10 Bulan Berumah Tangga, Wanita di Jambi Baru Sadar Telah Menikahi Seorang Wanita

Jejaring sosial, BUAT POSTINGAN – Kasus perempuan menikahi perempuan atau pernikahan sesama jenis di Jambi menimbulkan kecaman publik. Kasus ini sendiri terungkap setelah wanita tersebut melapor ke polisi tentang suaminya yang ternyata seorang wanita.

Diketahui, perempuan yang dalam hal ini berpura-pura menjadi laki-laki memiliki nama asli Erayani, namun hingga kini menyebut dirinya Anaf Arrafif.

Korban yang tidak disebutkan identitasnya, dan Anaf yang akrab disapa Erayani ini pertama kali bertemu atas permintaan perjodohan hingga akhirnya memutuskan untuk pindah ke jenjang pernikahan. Dua di antaranya menikah secara serial.

Usai pernikahan, mereka tinggal bersama orang tua korban di Jambi. Butuh waktu 10 bulan, akhirnya kebohongan Anaf mulai terbongkar yang berujung pada pernyataan ke polisi.

Kutipan dari suara.com, Disebutkan bahwa Anaf mengaku dirinya adalah seorang dokter lulusan New York.

Laporan Anaf ke polisi bermula ketika ibu korban mengetahui bahwa Anaf tidak pernah membeberkan latar belakang medisnya.

Ia yang curiga, memutuskan untuk melaporkan suami anaknya ke Polsek Jambi.

Kasus ini dibawa ke pengadilan dan persidangan berlangsung pada 14 Juni 2022. Dalam persidangan, ternyata Anaf tidak hanya membohongi pendidikannya, tapi juga menipu korbannya dengan menyamar sebagai laki-laki.

Selain itu, korban juga mengaku di pengadilan telah mengalami kerugian materil dan psikis.

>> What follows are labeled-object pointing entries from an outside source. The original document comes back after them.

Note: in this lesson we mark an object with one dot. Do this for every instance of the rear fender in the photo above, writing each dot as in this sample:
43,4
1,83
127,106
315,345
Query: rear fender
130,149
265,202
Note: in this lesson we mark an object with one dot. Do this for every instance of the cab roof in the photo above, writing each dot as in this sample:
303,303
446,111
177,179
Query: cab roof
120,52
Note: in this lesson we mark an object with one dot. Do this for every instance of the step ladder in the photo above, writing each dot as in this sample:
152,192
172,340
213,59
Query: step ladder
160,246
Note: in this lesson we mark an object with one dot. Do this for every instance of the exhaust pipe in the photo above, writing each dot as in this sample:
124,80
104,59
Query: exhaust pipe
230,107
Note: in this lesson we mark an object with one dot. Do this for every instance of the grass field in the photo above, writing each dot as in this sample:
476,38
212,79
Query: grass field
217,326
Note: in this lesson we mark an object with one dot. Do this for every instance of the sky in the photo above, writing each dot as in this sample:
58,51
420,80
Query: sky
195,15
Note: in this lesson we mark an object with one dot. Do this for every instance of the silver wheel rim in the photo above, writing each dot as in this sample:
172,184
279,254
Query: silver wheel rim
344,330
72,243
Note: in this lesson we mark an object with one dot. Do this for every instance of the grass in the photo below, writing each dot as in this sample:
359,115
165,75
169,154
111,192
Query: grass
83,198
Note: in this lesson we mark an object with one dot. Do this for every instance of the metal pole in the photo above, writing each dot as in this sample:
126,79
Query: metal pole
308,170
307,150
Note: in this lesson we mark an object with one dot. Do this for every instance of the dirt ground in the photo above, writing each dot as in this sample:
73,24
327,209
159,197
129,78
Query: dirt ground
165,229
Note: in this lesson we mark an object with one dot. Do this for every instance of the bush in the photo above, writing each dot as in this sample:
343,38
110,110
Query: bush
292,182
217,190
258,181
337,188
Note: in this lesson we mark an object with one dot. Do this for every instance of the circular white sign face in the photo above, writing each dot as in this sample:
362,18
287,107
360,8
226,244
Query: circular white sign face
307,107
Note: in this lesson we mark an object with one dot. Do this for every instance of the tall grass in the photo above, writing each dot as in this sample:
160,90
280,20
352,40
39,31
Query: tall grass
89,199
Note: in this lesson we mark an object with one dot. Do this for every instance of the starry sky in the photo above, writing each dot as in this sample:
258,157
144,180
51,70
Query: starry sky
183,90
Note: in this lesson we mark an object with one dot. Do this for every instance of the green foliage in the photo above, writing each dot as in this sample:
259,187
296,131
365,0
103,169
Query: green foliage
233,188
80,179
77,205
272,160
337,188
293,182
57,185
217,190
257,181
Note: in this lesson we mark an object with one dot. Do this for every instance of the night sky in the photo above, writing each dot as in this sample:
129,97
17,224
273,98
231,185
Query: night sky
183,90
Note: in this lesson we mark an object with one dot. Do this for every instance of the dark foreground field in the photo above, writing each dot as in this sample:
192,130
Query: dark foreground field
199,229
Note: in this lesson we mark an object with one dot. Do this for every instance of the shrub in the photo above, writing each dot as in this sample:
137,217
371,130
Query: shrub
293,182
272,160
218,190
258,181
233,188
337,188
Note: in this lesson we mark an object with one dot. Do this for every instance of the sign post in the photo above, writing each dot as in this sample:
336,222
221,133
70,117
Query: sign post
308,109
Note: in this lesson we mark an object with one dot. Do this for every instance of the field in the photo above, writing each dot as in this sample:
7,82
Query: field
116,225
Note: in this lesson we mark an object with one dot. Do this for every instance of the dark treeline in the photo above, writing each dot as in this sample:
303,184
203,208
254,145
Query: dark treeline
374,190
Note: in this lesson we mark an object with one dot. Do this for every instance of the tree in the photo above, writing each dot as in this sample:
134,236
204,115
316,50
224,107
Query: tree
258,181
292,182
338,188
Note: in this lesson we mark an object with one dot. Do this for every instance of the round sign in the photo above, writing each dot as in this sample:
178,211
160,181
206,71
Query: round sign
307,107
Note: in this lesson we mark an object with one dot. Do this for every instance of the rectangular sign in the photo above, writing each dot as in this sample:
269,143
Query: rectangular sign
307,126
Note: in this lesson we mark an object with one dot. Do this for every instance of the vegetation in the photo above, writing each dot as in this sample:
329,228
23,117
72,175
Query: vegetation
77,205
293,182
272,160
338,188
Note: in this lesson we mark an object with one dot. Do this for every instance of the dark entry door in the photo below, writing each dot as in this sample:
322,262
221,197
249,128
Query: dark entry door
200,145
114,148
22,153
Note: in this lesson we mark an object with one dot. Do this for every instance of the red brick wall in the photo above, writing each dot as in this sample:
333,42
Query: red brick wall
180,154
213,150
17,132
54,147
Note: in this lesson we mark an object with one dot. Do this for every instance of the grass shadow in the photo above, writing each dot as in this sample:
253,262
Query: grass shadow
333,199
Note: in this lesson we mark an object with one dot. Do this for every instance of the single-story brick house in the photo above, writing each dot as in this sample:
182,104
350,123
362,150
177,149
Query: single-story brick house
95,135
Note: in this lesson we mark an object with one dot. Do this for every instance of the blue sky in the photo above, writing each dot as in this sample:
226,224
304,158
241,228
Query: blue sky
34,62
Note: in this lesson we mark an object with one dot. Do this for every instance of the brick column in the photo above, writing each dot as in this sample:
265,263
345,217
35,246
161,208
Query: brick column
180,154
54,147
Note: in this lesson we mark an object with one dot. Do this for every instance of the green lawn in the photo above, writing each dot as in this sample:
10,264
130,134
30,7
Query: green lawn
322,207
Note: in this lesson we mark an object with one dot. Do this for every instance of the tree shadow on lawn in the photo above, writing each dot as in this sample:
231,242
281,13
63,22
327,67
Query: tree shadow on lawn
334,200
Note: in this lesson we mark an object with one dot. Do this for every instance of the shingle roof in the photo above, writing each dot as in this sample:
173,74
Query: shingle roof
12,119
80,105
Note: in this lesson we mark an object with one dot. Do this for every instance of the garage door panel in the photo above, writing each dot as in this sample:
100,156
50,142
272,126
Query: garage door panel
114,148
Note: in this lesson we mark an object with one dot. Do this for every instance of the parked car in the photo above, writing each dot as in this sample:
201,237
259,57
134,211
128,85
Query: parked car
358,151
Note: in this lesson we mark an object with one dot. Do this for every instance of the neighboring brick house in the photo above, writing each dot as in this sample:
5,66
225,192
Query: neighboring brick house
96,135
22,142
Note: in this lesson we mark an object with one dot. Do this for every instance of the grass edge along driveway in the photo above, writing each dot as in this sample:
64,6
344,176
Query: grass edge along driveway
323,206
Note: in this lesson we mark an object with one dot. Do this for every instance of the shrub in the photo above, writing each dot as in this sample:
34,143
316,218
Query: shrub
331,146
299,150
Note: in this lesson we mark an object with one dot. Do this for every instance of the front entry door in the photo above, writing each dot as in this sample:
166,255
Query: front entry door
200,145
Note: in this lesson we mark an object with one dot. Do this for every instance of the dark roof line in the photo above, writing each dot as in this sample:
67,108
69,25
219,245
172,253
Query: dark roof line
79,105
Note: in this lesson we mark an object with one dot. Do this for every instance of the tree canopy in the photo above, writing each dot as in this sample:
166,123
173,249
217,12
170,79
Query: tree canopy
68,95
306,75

Total kerugian harta benda yang dideritanya mencapai Rp 300 juta, belum termasuk uang yang diminta Anaf kepada ibu mertuanya sebesar Rp 67 juta dengan dalih merawat ayahnya yang menderita stroke.

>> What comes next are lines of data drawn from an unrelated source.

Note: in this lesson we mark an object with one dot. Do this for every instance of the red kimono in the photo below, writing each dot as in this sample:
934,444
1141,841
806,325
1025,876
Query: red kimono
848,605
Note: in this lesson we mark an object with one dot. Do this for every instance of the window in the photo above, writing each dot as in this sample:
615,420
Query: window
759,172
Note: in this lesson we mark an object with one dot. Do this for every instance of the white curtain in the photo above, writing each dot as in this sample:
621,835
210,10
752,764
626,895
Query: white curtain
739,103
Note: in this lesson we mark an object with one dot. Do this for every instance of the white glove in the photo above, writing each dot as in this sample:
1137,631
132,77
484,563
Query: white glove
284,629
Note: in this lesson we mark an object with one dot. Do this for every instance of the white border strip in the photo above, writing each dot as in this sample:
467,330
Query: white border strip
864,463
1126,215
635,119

Di masa-masa awal pernikahan berantai antara korban dan pelaku, korban tidak mengetahui bahwa Anaf sebenarnya adalah wanita sejati.

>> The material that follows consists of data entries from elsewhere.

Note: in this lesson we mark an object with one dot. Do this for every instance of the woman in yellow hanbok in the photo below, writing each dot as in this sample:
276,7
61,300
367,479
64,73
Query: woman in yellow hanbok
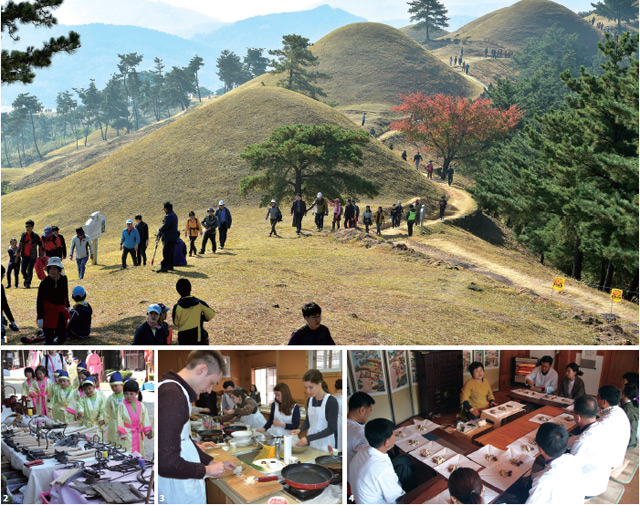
90,406
133,419
61,398
111,409
40,392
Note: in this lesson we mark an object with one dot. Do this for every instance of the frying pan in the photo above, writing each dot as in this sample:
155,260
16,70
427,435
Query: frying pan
307,476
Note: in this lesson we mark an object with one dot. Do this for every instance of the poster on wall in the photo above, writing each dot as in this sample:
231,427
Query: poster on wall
466,360
398,372
368,372
491,359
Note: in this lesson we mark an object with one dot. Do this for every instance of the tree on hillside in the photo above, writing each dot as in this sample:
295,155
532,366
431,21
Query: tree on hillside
454,128
230,70
17,65
305,159
293,60
196,64
254,63
617,10
429,14
29,104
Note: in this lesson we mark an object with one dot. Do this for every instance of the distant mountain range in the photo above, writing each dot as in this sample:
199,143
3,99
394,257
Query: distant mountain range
101,44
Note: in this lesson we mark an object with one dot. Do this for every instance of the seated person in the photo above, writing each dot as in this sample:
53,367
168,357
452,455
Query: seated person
372,476
360,406
476,393
560,481
572,386
630,407
465,486
590,446
615,421
543,378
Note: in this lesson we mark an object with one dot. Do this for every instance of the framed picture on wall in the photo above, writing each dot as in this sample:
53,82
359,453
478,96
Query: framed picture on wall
491,359
368,372
398,371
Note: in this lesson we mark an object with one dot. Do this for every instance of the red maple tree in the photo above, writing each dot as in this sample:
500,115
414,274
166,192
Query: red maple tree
453,127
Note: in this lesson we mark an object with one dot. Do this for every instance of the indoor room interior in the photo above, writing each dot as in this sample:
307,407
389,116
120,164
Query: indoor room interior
420,393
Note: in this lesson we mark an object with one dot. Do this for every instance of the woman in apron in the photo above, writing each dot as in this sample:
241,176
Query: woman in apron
322,414
284,415
246,410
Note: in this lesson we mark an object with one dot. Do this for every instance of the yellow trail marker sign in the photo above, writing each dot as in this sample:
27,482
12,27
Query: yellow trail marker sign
558,283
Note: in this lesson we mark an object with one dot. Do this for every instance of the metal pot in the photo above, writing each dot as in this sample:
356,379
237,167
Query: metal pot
307,476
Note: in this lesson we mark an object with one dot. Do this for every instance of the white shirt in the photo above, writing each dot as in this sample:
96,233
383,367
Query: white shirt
618,429
355,439
561,481
549,382
591,449
373,479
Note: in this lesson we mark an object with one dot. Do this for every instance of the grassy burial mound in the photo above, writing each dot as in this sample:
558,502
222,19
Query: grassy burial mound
372,63
194,162
511,26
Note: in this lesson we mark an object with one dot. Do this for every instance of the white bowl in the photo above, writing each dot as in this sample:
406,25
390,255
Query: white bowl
241,435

Namun, sang istri mengaku menanyakan soal tonjolan di dada Anaf, namun dengan cerdik pelaku mengatakan bahwa ia mengalami gangguan hormonal.

Baca juga:   Cara Karaoke di Spotify, Fitur Baru yang Seru Dimainkan!

Selama pernikahan, mereka melakukan hubungan seksual, tetapi korban tidak diizinkan untuk melihat alat kelamin pelaku. Matanya ditutup dengan kain panjang dan lampu selalu dimatikan.

Pengakuan Anaf tentang tingkat pendidikan dan jenis kelaminnya ternyata bohong belaka. Padahal, dia hanya tamatan SMA di Lahat Palembang.

Kini Anaf, panggilan akrab Erayani, ditetapkan sebagai tersangka dan dijerat dengan Pasal 93 Juncto dan Pasal 28 Ayat 7 Undang-Undang Nomor 12 Tahun 2012 tentang Penipuan dan Pendidikan.

BACA JUGA: Sungguh memalukan! Menyamar sebagai ibu Bhayangkari, pacar wanita itu ternyata hanyalah seorang polisi palsu.

Kisah seorang wanita yang menikah dengan seorang wanita yang menyamar sebagai pria di Jambi langsung menjadi sorotan banyak pihak. Beberapa akun media sosial aktif membagikan kisah ini.